Funny Girl was one of the few hits Sharif would enjoy past the 1960s. What he called the life of a “lonely man,” living in hotels on location, led to the breakup of his marriage in 1966. (He and Streisand had an affair while shooting Funny Girl, but celebrity romances were otherwise rare for the great screen lover, who never remarried after his divorce from Hamama in 1974.) And his other movies, by his own admission, were “rubbish”—he and O’Toole were implausibly cast as Nazi officers in The Night of the Generals (1967), and there were other indignities, like playing the black-hatted cowboy “Colorado” in the all-star stiff Mackenna’s Gold (1969), and, worse, the Argentine guerrilla Che Guevara in Che! (1969), with Pennsylvanian Jack Palance as Fidel Castro.
But they paid the bills for an increasingly extravagant lifestyle, as he started a second career as a world-champion contract bridge player, writing a newspaper column and books about the game and lending his name to a video game. “I’d rather be playing bridge than making a bad movie,” he groused, understandably. There were a few good ones, however, as he spent more time in French casinos than on sets. In The Burglars (1971), Sharif is atypically villainous as a corrupt Greek cop pursuing jewel thief Jean-Paul Belmondo. Blake Edwards’ The Tamarind Seed (1974) cast him as another Russian, this one mixed up in love and Cold War spy games with British government functionary Julie Andrews. He’s wry, and believably heroic, as an ocean liner captain in Richard Lester’s Juggernaut (1974), handling a bomb threat with disposal expert Richard Harris. Nor was he above self-parody, sending himself up in the comedies The Pink Panther Strikes Again (1976) and Top Secret! (1984).

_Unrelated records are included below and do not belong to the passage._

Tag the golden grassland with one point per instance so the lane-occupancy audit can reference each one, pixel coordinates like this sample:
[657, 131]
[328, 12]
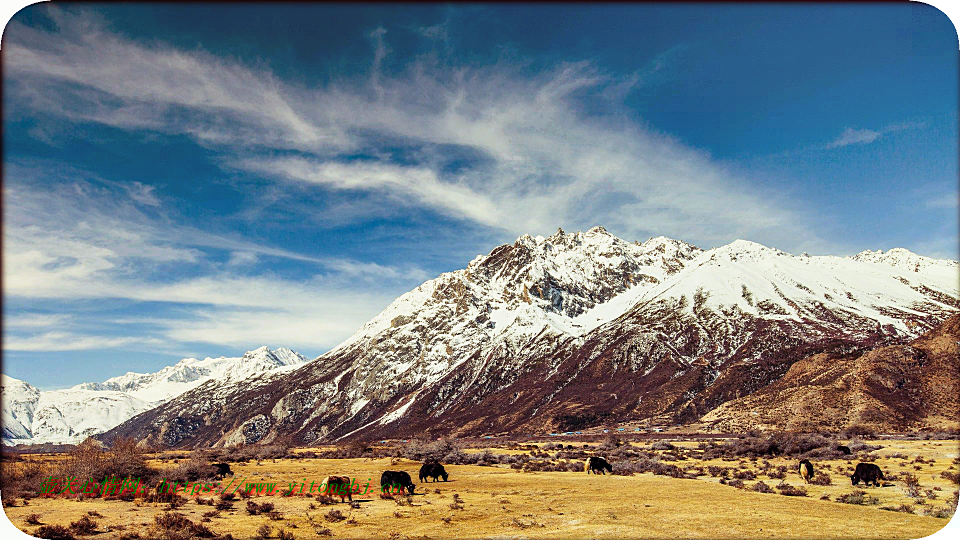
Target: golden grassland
[498, 502]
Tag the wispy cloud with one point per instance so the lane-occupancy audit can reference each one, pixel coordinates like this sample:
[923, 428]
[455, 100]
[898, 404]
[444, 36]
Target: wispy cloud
[542, 161]
[73, 242]
[867, 136]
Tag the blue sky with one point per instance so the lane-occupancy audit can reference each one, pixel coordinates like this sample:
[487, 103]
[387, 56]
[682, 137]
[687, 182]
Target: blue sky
[199, 180]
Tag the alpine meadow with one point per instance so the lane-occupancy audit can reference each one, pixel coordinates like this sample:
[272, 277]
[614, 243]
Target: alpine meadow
[514, 271]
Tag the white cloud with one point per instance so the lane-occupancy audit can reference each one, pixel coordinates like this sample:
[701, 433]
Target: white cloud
[855, 136]
[86, 243]
[867, 136]
[66, 341]
[543, 163]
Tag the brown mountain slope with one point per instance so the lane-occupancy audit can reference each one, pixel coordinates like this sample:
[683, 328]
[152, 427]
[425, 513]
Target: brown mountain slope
[894, 388]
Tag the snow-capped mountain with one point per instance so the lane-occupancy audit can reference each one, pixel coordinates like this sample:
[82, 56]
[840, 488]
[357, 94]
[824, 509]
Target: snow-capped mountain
[31, 416]
[572, 329]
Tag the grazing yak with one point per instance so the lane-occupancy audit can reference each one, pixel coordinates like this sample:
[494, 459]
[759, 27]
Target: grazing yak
[597, 466]
[391, 481]
[223, 469]
[432, 470]
[337, 485]
[868, 472]
[806, 471]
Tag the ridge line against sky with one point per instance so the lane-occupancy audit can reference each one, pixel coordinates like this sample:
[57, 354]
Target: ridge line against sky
[206, 188]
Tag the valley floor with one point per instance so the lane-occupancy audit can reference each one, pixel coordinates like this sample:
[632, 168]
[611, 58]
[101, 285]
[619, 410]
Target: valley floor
[498, 502]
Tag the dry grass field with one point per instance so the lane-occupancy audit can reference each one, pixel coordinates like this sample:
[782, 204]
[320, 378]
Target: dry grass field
[500, 502]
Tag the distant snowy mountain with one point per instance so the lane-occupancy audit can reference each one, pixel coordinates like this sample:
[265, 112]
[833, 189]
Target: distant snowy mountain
[572, 329]
[31, 416]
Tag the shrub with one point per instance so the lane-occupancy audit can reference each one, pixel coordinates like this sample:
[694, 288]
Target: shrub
[716, 471]
[263, 532]
[857, 496]
[334, 516]
[821, 479]
[83, 526]
[176, 525]
[54, 532]
[791, 491]
[907, 508]
[762, 488]
[912, 484]
[256, 509]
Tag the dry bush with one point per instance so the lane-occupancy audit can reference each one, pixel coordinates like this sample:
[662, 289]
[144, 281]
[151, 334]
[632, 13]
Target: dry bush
[912, 484]
[255, 509]
[760, 487]
[716, 471]
[737, 483]
[334, 516]
[791, 491]
[821, 479]
[83, 526]
[21, 479]
[53, 532]
[263, 532]
[857, 496]
[173, 525]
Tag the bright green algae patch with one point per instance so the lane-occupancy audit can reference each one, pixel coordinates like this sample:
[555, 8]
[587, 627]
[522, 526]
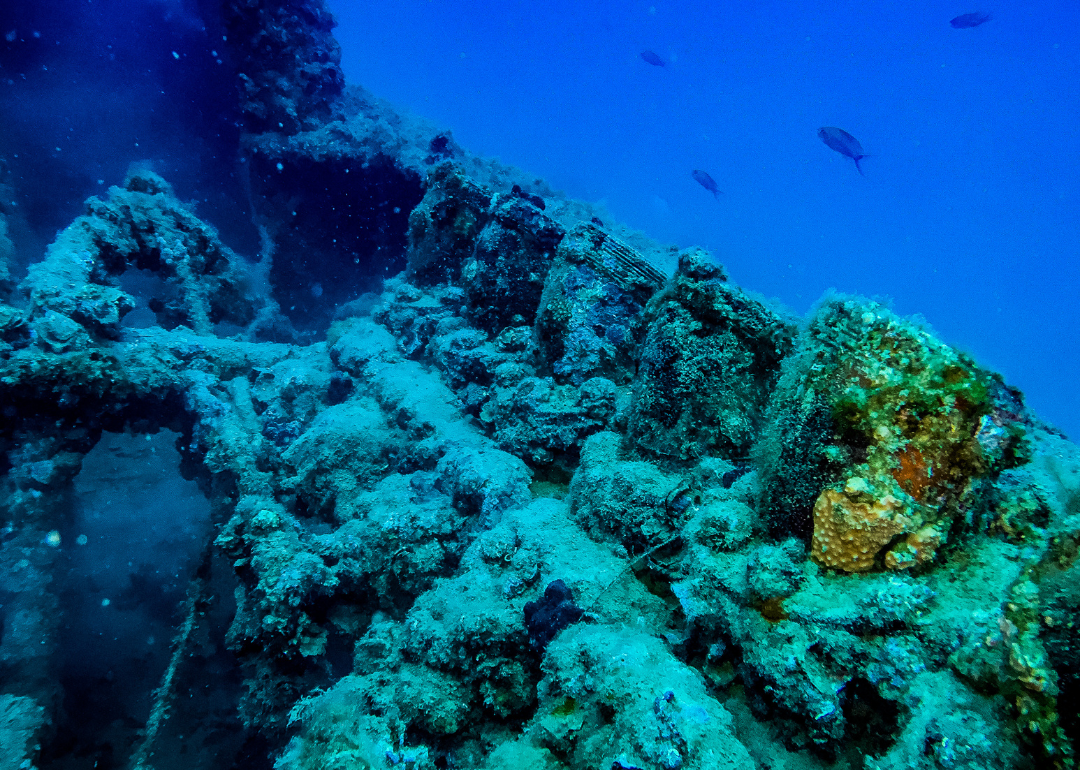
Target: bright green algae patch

When his grandchildren began to tease him about his many terrible credits, Sharif decided to take inventory, and left acting for stretches as he wound down his bridge career and concentrated on family life. He had a final Hollywood hit with the horseracing adventure Hidalgo (2004), playing a sheik opposite Viggo Mortensen, and narrated the prehistoric saga 10,000 BC (2008). “You don’t need an Egyptian to play an Italian,” he said, as his decades as a go-to star for multiethnic parts ended.
He would, however, agree to play a Turk. One of his proudest roles, for which he won a Cesar, the French equivalent of the Oscar, was in the arthouse success Monsieur Ibrahim (2003). In the 60s-set film, Sharif plays an elderly Muslim shopkeeper who takes an abandoned Parisian boy, a Jew, under his wing. “Slowness is the key of happiness,” says Ibrahim, and as Sharif withdrew from the limelight, perhaps he found the same key.